Yes, Blackberry data uses a different APN, and is therefore charged differently.

*WARNING: Do not try to use a Blackberry plan with an iPhone* 

You *will* be charged the non-plan rates for any data that is not "Blackberry data" (ie, uses the Blackberry APN). This amounts to around $50/MB, so it can get very expensive, very quickly. (This happened to me when I switched from a BB8700 to a Nokia E62, and the only reason I managed to shake a $1000+ phone bill is that it was Rogers' fault for not advising me of the correct plan for the device that I _bought from them_ ).
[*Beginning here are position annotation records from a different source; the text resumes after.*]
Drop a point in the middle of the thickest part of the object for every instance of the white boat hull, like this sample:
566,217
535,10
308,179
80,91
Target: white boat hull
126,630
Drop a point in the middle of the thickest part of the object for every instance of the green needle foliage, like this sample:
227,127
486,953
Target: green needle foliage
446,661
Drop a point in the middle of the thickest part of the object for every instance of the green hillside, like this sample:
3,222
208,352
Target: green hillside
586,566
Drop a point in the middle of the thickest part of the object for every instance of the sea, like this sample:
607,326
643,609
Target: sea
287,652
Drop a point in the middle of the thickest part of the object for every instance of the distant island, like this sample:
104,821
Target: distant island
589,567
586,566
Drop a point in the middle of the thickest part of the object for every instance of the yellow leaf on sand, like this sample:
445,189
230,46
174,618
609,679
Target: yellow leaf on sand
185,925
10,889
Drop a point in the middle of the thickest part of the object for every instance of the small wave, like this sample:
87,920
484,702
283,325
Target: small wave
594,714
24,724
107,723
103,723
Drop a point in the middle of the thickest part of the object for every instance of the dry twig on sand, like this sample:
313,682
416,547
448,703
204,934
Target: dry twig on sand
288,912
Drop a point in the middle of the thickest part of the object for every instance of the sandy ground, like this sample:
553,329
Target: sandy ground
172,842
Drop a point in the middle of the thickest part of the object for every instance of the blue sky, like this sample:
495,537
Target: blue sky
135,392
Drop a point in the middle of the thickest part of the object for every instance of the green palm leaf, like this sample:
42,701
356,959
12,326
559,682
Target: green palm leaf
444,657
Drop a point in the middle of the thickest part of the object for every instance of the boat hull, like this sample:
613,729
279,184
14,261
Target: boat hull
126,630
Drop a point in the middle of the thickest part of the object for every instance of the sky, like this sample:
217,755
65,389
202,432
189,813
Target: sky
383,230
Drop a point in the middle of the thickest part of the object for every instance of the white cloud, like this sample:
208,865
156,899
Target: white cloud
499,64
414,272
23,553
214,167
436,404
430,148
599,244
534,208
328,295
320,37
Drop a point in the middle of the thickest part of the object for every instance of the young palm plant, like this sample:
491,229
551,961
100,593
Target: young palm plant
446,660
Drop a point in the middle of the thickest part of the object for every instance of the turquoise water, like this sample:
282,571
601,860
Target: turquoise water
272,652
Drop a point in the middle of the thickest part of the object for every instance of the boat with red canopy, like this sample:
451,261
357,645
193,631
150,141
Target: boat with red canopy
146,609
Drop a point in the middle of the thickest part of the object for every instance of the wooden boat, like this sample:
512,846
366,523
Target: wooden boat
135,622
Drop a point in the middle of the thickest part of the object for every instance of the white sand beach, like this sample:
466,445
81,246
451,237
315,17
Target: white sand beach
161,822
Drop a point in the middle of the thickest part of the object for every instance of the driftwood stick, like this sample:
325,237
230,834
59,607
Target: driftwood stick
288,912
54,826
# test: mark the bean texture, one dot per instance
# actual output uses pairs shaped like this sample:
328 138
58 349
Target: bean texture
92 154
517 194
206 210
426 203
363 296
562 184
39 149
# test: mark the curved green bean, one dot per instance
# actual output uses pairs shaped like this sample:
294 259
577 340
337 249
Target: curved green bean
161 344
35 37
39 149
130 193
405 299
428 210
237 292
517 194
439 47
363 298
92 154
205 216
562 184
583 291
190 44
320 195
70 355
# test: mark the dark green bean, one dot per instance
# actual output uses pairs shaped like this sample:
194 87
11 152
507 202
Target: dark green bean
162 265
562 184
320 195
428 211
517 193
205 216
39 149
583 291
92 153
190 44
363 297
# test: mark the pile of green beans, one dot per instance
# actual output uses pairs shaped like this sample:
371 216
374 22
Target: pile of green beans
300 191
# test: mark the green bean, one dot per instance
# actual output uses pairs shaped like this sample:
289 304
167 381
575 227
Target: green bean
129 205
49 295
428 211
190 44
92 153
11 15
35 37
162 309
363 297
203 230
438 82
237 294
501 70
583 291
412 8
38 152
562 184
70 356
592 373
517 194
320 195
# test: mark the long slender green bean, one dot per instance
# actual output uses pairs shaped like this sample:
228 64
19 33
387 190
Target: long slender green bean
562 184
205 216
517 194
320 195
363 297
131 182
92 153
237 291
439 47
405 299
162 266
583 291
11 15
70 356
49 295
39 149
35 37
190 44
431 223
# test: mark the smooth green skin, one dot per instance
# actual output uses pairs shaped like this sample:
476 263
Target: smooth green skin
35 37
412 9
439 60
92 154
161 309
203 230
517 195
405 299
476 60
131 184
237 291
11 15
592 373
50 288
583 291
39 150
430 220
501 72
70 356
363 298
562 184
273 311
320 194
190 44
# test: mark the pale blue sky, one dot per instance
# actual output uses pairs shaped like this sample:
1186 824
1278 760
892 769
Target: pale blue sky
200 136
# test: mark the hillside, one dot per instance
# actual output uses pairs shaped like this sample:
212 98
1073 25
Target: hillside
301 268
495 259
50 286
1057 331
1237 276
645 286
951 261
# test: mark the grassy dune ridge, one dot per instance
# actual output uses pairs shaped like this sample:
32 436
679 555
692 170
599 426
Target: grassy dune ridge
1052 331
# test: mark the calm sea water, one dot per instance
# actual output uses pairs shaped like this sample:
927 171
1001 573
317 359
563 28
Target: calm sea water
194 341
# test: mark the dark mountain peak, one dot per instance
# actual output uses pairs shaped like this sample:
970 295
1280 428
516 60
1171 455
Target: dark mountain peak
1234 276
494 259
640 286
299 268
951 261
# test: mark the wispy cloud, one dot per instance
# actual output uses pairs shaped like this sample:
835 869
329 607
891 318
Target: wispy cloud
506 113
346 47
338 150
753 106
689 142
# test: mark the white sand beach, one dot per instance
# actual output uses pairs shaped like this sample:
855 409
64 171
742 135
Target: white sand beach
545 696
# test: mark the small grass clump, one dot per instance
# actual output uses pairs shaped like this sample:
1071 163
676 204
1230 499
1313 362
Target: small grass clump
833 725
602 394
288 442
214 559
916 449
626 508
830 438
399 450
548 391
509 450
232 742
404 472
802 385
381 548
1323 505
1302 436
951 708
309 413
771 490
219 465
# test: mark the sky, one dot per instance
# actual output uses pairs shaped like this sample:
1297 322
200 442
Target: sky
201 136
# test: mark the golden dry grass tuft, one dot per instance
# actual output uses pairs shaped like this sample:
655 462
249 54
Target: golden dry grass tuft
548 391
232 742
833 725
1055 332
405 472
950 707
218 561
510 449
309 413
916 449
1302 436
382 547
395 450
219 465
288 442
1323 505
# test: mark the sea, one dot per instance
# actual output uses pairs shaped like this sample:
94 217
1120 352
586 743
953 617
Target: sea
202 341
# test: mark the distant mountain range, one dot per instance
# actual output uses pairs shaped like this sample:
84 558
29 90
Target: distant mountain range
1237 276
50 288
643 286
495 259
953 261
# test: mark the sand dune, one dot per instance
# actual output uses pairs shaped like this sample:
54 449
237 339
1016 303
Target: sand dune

If you _do_ want to be able to swap your SIM card between your Blackberry and your iPhone, I would recommend calling Rogers and getting them to sign you up for one of the "Blackberry Connect" plans, which include both Blackberry data and normal Internet data. These are normally only available with the Nokia E62 (which is a "Blackberry Connect" compatible device), but you might be able to talk them into giving it to you anyway. Worst-case scenario, just tell them you bought an E62 and therefore need the "Blackberry Connect" plan for it.

Otherwise, if you don't plan to continue using Blackberry data, you can sign up for one of the normal data plans. You will lose access to any Blackberry features (since the Blackberry APN is locked out on the normal plans), but the good news is that the rates are the same on all the higher-end plans regardless, and in fact the non-BB plans have some more reasonable lower-end options.


----------



## aj21 (Sep 18, 2007)

That's so weird.
I spoke to Rogers today and they told me it was the same data plan for both... hmmm 
Thanks for the heads up!


----------



## jhollington (Jan 29, 2007)

Most of the front-line Rogers reps really do not know what they're talking about, since the plans are priced identically. This was why I ran into this problem with my E62, since I had to speak to somebody in the "Data Plans" department before I could get a straight answer on what plan I needed to actually be on.

Basically, it boils down to three categories with Rogers:

*Blackberry Plans*: Offer included MB _only_ on the Blackberry APN (ie, Blackberry data sent via the RIM network). Other types of data on the Internet.com APN are permitted, but billed at the non-plan rate of $50/MB.
*Data Max and Mobile Internet Plans*: The differences between these plans are merely the naming and capacities. The low-end "Mobile Browser" plans are generally the little 5-10MB plans that you throw on a WAP-enabled cell phone, whereas the Data Max are designed for heavy smartphone users or users of tethering and/or AirCard-style solutions. They allow NO access to the Blackberry APN (pay-as-you-go or otherwise), and the bundled MB includes access on the Internet.com and GoRogers (internal WAP) APNs.
*Blackberry Connect Plans: * These are basically a single plan that combines both of the above. You can officially only get this plan on the Nokia E62, and I've heard tales of Rogers refusing to give it to anybody else, although your mileage may vary. I kept it on my E90 after I switched, simply because I didn't tell Rogers I'd switched phones, and in fact still had it on my iPhone until only just recently, due to "incompatibilities" with other features I wanted to add (a "Blackberry" plan seems to imply that you have a "Blackberry" and features like second-line service can't be provisioned on your account if you're on one of these plans since the hardware wouldn't support it). Regardless, the BBC plans provide both Blackberry.net and Internet.com data within their provisioned limits, and are priced identically to the normal Blackberry plans.

The long and short of it is that you should be on a Data Max or Mobile Internet plan for the iPhone, although if you still plan to swap your SIM back and forth with your Blackberry, you'll need to get onto the Blackberry Connect plan, or you won't be able to use your Blackberry services.


----------